EMA smoothing, α = 0.35: An exponential moving average over per-class confidences damps out frame-to-frame jitter so a single noisy frame can't flip the prediction.
Hysteresis gate, 12% confidence margin: The new top class must beat the current top class by 12% confidence before the prediction is allowed to switch, this prevents two close classes from oscillating.
State machine, 2 frames to enter, 3 to hold, ≥0.78 sustain (block: 4): A class must hold for at least 2 frames at ≥0.78 confidence before it is committed, and 3 more frames to stay committed. Block requires 4 consecutive frames because of its biomechanical similarity to uppercut onset.

The CV pipeline shares the Jetson's GPU with the LLM Coach; the adaptive frame rate and memory budgeting that make this coexistence possible are detailed in 5.3.2.4.

With frame rate, compute, and output stability handled, the action model now runs reliably in real time, the foundation that the rest of this section builds on top of. Licensing implications of the tech stack (including YOLO's AGPL-3.0 licence) are addressed on the landing page.

5.3.2.3 AI Sparring Engine

RI-6

The 5 sparring styles and their Markov chain combo generation are introduced in 5.1 GUI. This section covers the ROS-side execution: how sparring_engine turns those style definitions into live robot behaviour. Five jobs run in a loop every round:

Pace attacks at the right intensity (difficulty scaling)
Adapt to the user's weak areas (weakness tracking)
Stay safe when something else in the system goes wrong (engine safeguards)
Read the user's response to each strike (defence detection)
Reactive mode for unstructured practice (free training)
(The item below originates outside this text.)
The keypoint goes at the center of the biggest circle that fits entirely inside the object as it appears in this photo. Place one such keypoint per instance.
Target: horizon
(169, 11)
1. Pacing attacks, difficulty scaling

Parameter	Easy	Medium	Hard
Attack interval	2.0s	1.2s	0.7s
Counter-punch probability	30%	50%	80%
Arm speed	8 rad/s	15 rad/s	25 rad/s

2. Adapting to the user, weakness tracking

Difficulty levels alone make sparring harder; they don't make it smarter. The sparring_weakness_profile database table records, for every punch type, how often the user successfully blocked it versus how often they were hit, and these stats persist across sessions so the robot concentrates on the gaps each time the user returns rather than feeding them openings they already handle.

Example: A user blocks 90% of jabs but only 40% of hooks. The engine will throw more hooks and fewer jabs in subsequent rounds, forcing the user to practise defending the punch type they struggle with most.

3. Staying safe, engine safeguards

A relentless attack engine that doesn't know when to stop is dangerous, both to the user and to the motors. Four runtime safeguards keep the engine safe and well-behaved when something elsewhere in the system goes wrong:

Single strike at a time

A robot_busy flag blocks any new RobotCommand while the previous strike is still executing, no motor command pile-ups.

Session watchdog

Listens for the SessionState heartbeat (2 Hz) and deactivates itself if none arrives for 5 seconds, a crashed session_manager never leaves the robot free-swinging.

Block reaction

If the user successfully blocked the last strike, the engine forces a different punch type for the next attack, the AI never feeds the same opening twice in a row.

Idle surprise

If the user goes idle for more than 3 seconds, the engine fires the next attack at 60% of the normal interval, breaking up rest periods that creep into a round.

4. Reading the user's response, defence detection

The weakness profile from #2 only works if the engine actually knows whether the user defended a strike or got hit by it. Every time the robot throws a punch, a 500 ms detection window opens and the punch_processor classifies the user's response using a priority-based system, physical contact wins over visual cues, but visual cues catch the cases where the user dodged cleanly:

Priority	Response	Detection Method
1	Hit	Arm IMU detects physical contact, the robot's punch landed
2	Block	CV model detects block pose (confidence ≥ 0.3)
3	Slip	Large displacement, user's bounding box moved ≥40px laterally or ≥0.15m in depth
4	Dodge	Moderate displacement, ≥20px laterally or ≥0.08m in depth
5	Unknown	No detectable response within the 500ms window

Defence results feed into the sparring analytics (defence rate, breakdown by type) and the weakness tracking system, which uses them to target the user's weakest areas in future sessions.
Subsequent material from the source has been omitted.